I noticed a while ago that the tnl performance of my terrain engine had dropped.
Back in 2003 my terrain engine was getting 95 Million polys/sec with dets 45.23. I’m not sure at what point it changed but with the latest drivers (67.66) I am getting 30 Million polys/sec.
My hardware and the code have not changed. I have a 1.6Ghz AMD and GF5900 Ultra.
I am using drawelements with vertex and texture coordinate pointers and VAR.
The interesting thing I’ve found is that with the old drivers if I removed the texture coordinate code the performance remained at 95 Million polys/sec. With newer drivers performance doubled from 30 to 60 million polys/sec. It’s as though the newer drivers have a bottleneck with accessing the data from video/agp memory.
I have ruled out any cpu or fillrate bottleneck.
I thought maybe this was just a VAR issue but I’ve just changed it to VBO and I get the same poor performance on the newer drivers ~30 Million polys/sec.
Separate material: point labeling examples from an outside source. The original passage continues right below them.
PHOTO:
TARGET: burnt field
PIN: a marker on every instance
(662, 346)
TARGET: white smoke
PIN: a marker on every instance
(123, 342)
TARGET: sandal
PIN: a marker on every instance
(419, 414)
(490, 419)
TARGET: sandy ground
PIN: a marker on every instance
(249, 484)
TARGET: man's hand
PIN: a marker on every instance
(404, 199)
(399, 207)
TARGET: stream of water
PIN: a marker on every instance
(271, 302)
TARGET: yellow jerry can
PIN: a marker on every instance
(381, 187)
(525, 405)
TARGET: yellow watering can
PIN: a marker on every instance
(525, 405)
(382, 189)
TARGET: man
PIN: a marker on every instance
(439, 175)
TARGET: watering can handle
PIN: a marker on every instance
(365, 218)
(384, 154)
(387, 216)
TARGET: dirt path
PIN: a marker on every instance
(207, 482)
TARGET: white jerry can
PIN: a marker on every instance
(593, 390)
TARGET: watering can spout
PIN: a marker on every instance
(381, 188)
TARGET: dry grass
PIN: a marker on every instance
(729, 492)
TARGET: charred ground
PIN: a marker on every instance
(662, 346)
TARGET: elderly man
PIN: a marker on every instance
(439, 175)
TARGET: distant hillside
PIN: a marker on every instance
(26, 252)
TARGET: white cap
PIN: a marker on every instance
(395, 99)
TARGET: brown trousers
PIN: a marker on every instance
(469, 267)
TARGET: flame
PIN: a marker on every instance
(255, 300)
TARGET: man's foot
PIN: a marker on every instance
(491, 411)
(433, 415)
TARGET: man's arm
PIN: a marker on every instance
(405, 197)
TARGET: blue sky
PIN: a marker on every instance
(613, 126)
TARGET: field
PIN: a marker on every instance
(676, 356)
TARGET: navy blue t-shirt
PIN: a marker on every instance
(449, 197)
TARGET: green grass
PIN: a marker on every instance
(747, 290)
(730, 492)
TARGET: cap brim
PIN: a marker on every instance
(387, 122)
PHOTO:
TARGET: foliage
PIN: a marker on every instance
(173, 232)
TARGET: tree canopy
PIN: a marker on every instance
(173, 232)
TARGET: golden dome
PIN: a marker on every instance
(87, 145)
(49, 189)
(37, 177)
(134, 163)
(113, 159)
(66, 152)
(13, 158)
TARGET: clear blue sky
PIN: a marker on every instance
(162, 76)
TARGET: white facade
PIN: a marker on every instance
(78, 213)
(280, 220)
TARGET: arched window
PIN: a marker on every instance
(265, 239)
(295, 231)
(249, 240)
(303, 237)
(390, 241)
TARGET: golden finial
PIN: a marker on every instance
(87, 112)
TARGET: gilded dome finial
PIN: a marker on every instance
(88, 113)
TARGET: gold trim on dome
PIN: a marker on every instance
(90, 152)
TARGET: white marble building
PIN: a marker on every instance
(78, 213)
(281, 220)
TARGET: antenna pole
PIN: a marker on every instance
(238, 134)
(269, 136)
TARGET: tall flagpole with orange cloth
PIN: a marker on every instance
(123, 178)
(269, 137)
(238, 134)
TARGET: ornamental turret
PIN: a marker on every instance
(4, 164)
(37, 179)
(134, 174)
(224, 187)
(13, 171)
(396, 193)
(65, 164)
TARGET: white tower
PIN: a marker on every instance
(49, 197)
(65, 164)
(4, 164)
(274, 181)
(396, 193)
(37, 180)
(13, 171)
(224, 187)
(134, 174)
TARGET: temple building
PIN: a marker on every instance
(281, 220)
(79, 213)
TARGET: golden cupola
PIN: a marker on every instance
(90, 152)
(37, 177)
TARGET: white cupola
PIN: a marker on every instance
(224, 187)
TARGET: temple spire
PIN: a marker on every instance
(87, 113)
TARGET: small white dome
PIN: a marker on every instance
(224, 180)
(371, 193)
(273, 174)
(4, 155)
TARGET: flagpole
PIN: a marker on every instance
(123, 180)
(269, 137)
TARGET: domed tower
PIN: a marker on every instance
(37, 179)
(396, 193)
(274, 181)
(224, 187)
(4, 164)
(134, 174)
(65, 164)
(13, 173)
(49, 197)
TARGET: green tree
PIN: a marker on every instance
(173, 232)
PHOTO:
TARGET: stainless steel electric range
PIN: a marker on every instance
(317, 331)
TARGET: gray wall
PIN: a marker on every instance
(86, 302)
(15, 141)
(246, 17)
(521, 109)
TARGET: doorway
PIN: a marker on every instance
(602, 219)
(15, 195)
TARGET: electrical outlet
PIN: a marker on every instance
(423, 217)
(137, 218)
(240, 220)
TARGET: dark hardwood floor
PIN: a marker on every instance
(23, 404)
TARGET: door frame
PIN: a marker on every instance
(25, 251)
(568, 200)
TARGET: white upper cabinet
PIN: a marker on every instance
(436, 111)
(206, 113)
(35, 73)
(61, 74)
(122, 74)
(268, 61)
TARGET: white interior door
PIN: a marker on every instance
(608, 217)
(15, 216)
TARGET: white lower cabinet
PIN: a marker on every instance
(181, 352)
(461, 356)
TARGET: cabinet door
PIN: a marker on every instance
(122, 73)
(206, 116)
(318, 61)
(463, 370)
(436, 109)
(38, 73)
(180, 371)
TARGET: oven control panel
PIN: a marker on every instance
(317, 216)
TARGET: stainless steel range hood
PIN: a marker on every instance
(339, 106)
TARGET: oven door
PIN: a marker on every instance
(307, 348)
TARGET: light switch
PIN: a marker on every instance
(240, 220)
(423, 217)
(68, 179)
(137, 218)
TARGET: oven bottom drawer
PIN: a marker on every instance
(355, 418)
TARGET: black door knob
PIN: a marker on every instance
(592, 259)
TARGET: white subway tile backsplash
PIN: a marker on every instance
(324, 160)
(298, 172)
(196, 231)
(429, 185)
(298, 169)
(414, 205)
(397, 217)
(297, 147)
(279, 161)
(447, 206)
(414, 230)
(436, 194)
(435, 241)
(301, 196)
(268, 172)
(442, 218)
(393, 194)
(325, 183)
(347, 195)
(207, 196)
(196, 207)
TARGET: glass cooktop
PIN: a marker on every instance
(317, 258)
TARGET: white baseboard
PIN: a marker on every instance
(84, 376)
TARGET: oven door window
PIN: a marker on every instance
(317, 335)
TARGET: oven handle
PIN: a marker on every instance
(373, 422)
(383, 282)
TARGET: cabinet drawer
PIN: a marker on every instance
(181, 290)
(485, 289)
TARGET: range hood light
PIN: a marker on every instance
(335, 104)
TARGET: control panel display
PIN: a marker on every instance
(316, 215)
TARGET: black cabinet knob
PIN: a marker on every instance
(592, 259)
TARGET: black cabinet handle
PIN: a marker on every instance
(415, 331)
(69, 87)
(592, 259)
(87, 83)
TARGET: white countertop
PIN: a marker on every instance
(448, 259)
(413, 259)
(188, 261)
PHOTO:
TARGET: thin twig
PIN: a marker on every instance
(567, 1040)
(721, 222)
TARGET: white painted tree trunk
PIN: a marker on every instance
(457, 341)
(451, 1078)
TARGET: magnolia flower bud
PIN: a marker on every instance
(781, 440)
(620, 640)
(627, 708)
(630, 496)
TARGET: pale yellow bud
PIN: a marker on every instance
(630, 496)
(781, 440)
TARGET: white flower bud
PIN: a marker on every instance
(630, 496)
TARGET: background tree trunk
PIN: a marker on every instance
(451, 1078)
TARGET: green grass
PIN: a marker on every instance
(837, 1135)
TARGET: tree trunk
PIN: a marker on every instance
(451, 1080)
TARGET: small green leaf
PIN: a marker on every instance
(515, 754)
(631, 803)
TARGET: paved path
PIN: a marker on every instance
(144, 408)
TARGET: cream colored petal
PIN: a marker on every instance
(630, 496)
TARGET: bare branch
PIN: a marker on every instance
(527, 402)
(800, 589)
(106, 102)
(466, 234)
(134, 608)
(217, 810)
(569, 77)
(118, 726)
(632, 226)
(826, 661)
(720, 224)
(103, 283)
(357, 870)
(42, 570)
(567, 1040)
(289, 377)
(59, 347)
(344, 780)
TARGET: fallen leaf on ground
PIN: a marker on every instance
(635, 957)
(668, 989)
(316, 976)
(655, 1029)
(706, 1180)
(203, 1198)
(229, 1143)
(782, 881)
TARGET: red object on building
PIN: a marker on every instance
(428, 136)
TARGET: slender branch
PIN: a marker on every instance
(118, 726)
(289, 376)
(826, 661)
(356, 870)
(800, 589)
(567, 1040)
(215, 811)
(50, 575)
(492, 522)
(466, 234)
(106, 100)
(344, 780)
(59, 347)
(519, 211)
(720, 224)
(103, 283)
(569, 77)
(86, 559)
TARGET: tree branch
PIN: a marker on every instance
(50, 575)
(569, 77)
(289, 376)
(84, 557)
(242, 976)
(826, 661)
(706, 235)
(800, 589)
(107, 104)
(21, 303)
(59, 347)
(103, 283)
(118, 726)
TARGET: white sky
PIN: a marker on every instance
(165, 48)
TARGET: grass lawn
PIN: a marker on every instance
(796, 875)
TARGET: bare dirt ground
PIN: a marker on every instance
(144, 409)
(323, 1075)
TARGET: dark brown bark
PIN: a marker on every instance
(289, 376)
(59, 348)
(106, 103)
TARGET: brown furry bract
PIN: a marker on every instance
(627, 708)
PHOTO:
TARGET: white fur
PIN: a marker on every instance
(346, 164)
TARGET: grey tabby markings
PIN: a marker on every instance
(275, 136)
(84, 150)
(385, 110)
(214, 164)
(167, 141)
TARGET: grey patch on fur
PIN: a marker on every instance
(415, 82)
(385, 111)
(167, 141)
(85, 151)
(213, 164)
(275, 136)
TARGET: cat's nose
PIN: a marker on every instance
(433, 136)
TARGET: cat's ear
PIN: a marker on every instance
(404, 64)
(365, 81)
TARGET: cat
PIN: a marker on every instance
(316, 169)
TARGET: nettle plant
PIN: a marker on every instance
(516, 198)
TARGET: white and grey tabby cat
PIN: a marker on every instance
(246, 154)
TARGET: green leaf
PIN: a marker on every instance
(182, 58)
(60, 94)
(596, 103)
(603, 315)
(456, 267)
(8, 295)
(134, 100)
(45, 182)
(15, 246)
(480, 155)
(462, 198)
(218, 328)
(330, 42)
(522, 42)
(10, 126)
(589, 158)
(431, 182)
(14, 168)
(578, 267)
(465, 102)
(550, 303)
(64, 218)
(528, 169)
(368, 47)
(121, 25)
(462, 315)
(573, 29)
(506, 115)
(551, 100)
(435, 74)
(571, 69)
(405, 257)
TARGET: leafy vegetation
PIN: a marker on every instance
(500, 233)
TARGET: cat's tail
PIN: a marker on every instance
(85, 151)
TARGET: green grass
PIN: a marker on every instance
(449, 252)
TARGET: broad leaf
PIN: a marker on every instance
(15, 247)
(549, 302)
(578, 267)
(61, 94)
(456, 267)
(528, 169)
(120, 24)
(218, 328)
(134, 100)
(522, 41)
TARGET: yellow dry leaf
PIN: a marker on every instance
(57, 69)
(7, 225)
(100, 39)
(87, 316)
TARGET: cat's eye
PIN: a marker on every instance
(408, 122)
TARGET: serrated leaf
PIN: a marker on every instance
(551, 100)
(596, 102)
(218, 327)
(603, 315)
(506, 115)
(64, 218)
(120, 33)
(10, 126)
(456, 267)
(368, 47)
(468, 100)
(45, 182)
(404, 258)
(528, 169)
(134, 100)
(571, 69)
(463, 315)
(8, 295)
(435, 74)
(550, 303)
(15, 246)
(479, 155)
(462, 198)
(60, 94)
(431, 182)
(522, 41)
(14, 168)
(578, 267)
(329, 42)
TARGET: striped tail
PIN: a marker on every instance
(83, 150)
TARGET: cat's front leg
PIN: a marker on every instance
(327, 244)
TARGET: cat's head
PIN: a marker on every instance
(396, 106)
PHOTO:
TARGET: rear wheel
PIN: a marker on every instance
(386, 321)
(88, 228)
I read on another forum a similar bug (using VAR, getting big performance drop on latest drivers)
Were you using VAR and requesting the buffers in video memory? (ie. not AGP memeory)
The issue turned out to be that latest drivers are more optimized for VBO(as they should be) and VBOs seem to make use of AGP memory.
End result was that the motherboard/AGP drivers were not installed on the tested machines-> poor AGP performance -> poor VAR/VBO performance.
(They seemed to indicate that VAR was giving AGP mem even when the old values for video were used)
That’s a very nice number. I guess it’s only for the geometric part ? Ie. without textures, advanced lighting, pixel shaders or geomorphing ?
My own terrain engine in that case is getting between 60 and 80 MTris/sec, but that’s on a Radeon 9700. I’ve never tested it on better GPUs. But next week i should get a X850 XT PE - it better fly
Originally posted by Korval: You’re getting these on recent drivers?
Yes, 71.8.
Originally posted by Ysaneya: That’s a very nice number. I guess it’s only for the geometric part ? Ie. without textures, advanced lighting, pixel shaders or geomorphing ?
Its rendering the geometry and a single 4kx4k texture. No advanced lighting or pixel shaders. The LOD code is mainly on but the code that renders the joins between tiles of different LOD is off because it uses immediate mode Thats next on my list to optimise. With the join rendering code on performance drops to 90MTris/sec. Fog is switched off.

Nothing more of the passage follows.